Samuel McIntire, the famous Salem architect, died in 1811. The Gardner-White-Pingree house was designed by him in the previous year, and was possibly his last achievement. The shape of the building is oblong, most of the best houses of the period being square. The windows of the top story are foreshortened. The narrow bands of white marble running across the façade at the height of the first and second floor deceive the eye, and make the building appear lower than it is.
In the front doorway and porch we have a notable specimen of McIntire’s work, illustrating the freedom with which he employed original ideas in the use of the various architectural orders. Corinthian columns support the porch roof, but they are without the usual fluting; while the pilasters farther back are fluted. The slender grace of the tall columns is most pleasing and the elliptical roof with its simple mouldings well crowns the whole. A spider-web fanlight of beautiful proportions surmounts the doorway, which is flanked by side-lights of pleasing design. The wide door itself, though not of original Colonial type, is not a discordant note in the ensemble.
A most elaborate cast-iron fence with square openwork posts resembling tree-boxes, standing at the foot of the steps and continued by simpler hand-rails, lends a proper finish to the approach; while the marble sills and keyed lintels of the windows relieve the plain expanse of the façade.
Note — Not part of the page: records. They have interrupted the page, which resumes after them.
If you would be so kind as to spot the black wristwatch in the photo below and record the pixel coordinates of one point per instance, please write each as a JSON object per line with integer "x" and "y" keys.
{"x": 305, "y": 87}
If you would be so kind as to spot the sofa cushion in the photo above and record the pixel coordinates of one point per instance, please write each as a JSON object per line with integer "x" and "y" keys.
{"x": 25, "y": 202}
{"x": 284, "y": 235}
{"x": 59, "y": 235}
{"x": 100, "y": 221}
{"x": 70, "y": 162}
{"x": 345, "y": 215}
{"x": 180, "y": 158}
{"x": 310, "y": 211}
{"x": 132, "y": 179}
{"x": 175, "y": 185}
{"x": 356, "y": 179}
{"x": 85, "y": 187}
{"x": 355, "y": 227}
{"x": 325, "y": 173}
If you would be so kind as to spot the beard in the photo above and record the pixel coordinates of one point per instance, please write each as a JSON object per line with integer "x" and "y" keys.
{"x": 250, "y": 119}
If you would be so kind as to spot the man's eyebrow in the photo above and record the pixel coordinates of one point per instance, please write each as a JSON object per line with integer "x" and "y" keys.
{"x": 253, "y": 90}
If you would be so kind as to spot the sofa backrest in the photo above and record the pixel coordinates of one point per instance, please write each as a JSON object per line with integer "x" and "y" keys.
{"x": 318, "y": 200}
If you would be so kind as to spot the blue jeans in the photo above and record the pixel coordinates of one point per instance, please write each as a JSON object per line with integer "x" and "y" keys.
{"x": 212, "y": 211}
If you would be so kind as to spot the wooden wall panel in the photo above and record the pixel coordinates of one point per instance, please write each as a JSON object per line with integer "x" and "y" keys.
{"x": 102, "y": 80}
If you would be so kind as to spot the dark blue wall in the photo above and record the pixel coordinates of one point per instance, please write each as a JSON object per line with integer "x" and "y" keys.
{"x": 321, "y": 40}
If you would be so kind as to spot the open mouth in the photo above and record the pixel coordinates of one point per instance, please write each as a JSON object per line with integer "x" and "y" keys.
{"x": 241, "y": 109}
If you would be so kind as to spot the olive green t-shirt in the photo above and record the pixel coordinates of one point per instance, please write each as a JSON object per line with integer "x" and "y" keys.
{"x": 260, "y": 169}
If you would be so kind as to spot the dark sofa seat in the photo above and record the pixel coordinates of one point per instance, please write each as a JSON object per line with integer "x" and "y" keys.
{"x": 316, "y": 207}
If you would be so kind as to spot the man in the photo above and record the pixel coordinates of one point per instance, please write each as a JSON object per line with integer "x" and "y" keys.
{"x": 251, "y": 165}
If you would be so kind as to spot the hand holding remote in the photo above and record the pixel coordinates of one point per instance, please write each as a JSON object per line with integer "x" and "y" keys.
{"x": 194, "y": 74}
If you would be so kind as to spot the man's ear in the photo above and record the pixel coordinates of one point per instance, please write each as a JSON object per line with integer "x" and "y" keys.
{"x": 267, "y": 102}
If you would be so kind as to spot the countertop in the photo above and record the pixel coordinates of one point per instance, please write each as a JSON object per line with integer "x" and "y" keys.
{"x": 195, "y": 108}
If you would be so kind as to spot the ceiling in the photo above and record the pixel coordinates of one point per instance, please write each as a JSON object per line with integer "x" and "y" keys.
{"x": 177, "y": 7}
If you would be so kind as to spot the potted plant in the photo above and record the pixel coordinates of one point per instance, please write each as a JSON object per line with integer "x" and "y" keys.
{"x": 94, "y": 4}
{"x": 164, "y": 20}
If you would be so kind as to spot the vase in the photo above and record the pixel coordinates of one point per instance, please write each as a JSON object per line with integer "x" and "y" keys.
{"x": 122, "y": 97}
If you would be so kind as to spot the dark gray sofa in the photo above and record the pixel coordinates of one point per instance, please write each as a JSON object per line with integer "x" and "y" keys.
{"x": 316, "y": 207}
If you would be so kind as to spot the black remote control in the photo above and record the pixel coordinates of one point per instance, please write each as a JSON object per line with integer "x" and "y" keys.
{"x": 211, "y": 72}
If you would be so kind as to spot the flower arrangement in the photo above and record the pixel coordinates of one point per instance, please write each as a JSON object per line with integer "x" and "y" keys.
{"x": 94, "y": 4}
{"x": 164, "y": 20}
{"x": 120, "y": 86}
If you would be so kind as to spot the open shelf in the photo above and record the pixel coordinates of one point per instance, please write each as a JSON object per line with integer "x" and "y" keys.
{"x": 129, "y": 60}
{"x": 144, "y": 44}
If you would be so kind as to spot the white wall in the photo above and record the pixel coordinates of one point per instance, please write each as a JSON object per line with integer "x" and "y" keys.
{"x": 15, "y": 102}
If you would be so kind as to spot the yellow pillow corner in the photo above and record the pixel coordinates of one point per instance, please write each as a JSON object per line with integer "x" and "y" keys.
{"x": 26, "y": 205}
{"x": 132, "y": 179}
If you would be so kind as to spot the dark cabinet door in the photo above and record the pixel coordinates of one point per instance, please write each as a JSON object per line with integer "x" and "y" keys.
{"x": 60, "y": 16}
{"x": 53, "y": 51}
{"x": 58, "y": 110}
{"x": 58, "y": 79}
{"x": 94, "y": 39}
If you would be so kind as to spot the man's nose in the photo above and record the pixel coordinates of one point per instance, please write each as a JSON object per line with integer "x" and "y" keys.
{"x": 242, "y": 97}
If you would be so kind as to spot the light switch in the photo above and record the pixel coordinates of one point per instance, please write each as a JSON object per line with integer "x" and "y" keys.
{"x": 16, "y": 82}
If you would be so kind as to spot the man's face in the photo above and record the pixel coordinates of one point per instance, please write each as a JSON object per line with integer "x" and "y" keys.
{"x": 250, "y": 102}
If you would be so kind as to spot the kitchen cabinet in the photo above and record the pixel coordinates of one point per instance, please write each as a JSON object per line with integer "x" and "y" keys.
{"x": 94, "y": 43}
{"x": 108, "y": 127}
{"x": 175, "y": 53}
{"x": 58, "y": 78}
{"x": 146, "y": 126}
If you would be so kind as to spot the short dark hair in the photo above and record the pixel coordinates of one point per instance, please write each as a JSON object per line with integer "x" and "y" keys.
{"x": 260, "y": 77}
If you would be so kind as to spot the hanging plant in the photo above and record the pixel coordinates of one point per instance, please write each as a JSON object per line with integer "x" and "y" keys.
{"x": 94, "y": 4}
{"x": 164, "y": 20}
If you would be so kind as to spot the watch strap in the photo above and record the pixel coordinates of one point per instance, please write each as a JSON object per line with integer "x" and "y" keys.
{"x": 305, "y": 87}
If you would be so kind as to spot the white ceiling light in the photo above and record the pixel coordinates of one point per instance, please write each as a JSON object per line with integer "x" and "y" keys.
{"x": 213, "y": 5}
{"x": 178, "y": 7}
The House of the Seven Gables
Reference has been made to two of the doorways of the famous ‘House of the Seven Gables’ at the lower end of Turner Street, close to the harbor. This romantic old dwelling dates from the year 1662, a fact gleaned from an ancient iron fire-back standing in one of the fireplaces, bearing this date.
The many gables doubtless belong to sections of the house, built at different times, and the assemblage as a whole is rendered charming by the many irregularities of its composition. It was for four successive generations occupied by the Turner family, from whom Turner Street received its name; they were wealthy citizens, prominent in the civil, military, and mercantile life of the town.
Captain Turner was a representative in the General Court, or legislature, and was once sent with a detail of militia to prevent the town of Andover from falling into the hands of hostile Indians, bringing back as a trophy, as told by his great-granddaughter, a string of scalps which were for many years in his possession.
After the passing of the Turners, the house was occupied by the Ingersoll family. Susan Ingersoll, termed by Hawthorne ‘The Duchess,’ was a favorite cousin. Tradition has it that a chance remark of hers confirmed him in the choice of the name for his famous novel ‘The House of the Seven Gables’—one that has immortalized the old house.